Pawleys Plantation in Myrtle Beach is a classic example of how great architects can carve great golf courses out of the lowcountry, at least the back nine, which incorporates marsh and wetlands into both hazard and aesthetic almost like art, while the front nine is a more traditional layout.
This Jack Nicklaus design is also a good example of how to build a golf course that both low handicappers and hackers alike can enjoy without getting whupped up on.
"It's a demanding and dual-personality course," said Mel Sole, director of instruction at the on-site Phil Ritson-Mel Sole Golf School. "It's a combination of parkland and lowcountry."
The low handicappers can get their kicks from the back tees at a little more than 7,000 yards with its knee-knocking slope rating of 146, one of the highest along the entire Grand Strand.
Oddly enough though, those low handicappers, for the most part, must scale back their game to score well here.
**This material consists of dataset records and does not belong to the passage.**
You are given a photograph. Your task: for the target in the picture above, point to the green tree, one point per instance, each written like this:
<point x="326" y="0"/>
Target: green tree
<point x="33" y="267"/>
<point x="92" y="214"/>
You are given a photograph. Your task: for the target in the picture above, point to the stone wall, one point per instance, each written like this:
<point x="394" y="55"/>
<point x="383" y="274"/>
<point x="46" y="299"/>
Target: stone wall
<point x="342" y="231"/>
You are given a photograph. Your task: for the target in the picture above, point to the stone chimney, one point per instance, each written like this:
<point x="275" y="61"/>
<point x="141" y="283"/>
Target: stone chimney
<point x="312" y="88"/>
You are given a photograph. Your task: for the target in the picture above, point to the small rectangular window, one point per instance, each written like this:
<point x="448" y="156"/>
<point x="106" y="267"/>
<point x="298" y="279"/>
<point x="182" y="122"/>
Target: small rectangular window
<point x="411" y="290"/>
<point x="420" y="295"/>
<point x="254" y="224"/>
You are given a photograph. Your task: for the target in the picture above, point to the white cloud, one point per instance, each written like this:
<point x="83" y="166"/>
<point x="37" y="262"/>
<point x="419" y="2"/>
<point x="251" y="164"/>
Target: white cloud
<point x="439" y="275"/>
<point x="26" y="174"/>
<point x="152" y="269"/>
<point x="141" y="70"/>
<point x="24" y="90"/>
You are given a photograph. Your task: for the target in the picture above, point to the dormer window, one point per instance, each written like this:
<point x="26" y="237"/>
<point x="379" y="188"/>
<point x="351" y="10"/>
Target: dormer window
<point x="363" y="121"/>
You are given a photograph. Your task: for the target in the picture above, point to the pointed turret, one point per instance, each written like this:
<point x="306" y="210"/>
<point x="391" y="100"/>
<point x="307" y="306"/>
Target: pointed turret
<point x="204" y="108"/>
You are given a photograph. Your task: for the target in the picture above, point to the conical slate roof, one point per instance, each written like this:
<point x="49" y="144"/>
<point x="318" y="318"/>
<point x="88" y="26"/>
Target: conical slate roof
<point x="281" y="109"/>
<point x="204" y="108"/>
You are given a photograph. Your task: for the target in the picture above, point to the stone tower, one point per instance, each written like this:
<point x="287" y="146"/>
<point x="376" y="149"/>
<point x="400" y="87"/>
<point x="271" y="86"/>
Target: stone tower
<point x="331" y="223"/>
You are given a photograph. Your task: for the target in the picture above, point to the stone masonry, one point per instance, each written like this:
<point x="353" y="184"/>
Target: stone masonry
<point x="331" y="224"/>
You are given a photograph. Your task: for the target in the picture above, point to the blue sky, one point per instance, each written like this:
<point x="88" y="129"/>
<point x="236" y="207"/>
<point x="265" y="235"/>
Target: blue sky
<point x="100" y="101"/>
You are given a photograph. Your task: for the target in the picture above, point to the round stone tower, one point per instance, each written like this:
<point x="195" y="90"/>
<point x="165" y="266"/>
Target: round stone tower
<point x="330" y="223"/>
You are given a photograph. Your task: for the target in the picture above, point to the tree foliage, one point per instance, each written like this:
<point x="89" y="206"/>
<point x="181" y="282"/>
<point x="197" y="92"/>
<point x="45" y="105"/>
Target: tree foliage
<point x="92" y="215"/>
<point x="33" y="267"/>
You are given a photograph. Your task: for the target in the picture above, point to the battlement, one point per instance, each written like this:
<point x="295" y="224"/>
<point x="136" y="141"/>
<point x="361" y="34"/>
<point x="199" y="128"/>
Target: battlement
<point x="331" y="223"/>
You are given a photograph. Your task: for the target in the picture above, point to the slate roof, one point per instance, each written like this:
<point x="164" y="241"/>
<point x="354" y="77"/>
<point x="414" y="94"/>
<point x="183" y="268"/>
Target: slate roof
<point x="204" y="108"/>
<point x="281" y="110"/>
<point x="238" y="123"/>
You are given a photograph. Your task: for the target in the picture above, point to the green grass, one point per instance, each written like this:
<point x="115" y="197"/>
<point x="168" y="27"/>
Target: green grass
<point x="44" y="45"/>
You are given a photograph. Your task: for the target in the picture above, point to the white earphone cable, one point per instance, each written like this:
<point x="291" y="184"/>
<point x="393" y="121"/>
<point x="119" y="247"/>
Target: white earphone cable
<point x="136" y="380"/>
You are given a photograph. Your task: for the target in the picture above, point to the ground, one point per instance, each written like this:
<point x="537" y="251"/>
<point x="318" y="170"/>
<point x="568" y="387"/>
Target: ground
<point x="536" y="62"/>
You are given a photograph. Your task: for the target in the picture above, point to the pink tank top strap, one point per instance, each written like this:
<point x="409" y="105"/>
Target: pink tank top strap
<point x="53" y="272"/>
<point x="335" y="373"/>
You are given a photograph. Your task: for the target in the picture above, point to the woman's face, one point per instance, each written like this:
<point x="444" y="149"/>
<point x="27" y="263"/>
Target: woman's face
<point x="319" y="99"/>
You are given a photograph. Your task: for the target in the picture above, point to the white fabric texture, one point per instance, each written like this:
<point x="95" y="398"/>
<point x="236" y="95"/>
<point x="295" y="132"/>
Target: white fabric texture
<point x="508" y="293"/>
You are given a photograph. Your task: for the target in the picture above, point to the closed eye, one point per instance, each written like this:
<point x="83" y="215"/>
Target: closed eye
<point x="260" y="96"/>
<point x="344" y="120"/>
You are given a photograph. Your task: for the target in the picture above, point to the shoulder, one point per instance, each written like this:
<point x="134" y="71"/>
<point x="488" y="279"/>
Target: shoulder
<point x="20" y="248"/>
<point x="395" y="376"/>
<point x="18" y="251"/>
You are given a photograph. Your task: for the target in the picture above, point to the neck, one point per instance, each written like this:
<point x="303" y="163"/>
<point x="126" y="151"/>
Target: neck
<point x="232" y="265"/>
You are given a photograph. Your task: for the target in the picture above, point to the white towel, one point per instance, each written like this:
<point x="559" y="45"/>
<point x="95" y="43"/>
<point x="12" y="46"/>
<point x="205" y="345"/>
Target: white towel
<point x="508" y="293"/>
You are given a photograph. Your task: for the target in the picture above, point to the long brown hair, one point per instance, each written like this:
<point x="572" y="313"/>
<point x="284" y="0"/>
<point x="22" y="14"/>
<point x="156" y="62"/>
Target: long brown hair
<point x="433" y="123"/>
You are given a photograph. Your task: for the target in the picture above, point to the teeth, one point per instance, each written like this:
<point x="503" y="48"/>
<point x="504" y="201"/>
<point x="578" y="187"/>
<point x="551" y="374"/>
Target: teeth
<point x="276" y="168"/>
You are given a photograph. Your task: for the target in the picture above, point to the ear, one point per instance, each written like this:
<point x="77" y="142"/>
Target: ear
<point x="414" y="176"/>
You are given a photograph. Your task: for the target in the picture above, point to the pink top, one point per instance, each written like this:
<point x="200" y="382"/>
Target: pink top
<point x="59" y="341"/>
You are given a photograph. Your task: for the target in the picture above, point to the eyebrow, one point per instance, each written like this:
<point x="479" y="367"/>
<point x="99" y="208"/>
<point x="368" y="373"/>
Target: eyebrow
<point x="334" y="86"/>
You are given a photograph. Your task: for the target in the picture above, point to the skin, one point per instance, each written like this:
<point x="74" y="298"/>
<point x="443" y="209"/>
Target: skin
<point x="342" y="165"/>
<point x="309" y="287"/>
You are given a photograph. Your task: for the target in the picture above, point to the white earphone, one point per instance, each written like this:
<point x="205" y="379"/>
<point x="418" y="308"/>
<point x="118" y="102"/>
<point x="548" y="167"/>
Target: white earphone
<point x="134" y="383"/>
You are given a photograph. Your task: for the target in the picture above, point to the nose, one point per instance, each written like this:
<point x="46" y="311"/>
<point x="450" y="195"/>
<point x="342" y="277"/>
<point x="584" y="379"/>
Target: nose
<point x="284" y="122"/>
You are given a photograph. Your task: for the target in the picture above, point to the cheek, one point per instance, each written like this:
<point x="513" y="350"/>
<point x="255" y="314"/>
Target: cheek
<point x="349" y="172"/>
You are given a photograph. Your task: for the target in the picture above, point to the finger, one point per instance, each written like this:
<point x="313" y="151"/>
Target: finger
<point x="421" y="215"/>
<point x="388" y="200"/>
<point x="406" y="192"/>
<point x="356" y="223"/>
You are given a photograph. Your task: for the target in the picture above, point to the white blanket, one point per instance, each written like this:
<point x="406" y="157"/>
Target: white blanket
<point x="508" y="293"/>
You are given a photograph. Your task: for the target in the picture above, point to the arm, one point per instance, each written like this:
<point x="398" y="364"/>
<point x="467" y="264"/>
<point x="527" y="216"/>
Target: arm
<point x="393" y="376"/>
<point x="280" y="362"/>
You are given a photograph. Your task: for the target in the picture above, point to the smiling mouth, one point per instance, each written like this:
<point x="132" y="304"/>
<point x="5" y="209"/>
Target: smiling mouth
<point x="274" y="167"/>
"All my low scores here came when I played conservative golf," Sole said. "I hit a lot of 2- and 3-irons off the tee. In fact, I really only use driver on numbers one and four. You need to sacrifice distance for accuracy."
As for the hacker, take comfort in the fact this is a Jack Nicklaus course, and from the blue or white tees, very playable. Nicklaus is a big fan of giving golfers optional routes to the green, which in a practical sense means wide fairways and generous landing areas.
The fairways at Pawleys aren't as wide and forgiving as many of Nicklaus' later courses, but there is room for the most part if you don't get greedy with the big stick. Being long here, as Sole said, isn't a major priority, particularly from either of the middle tees.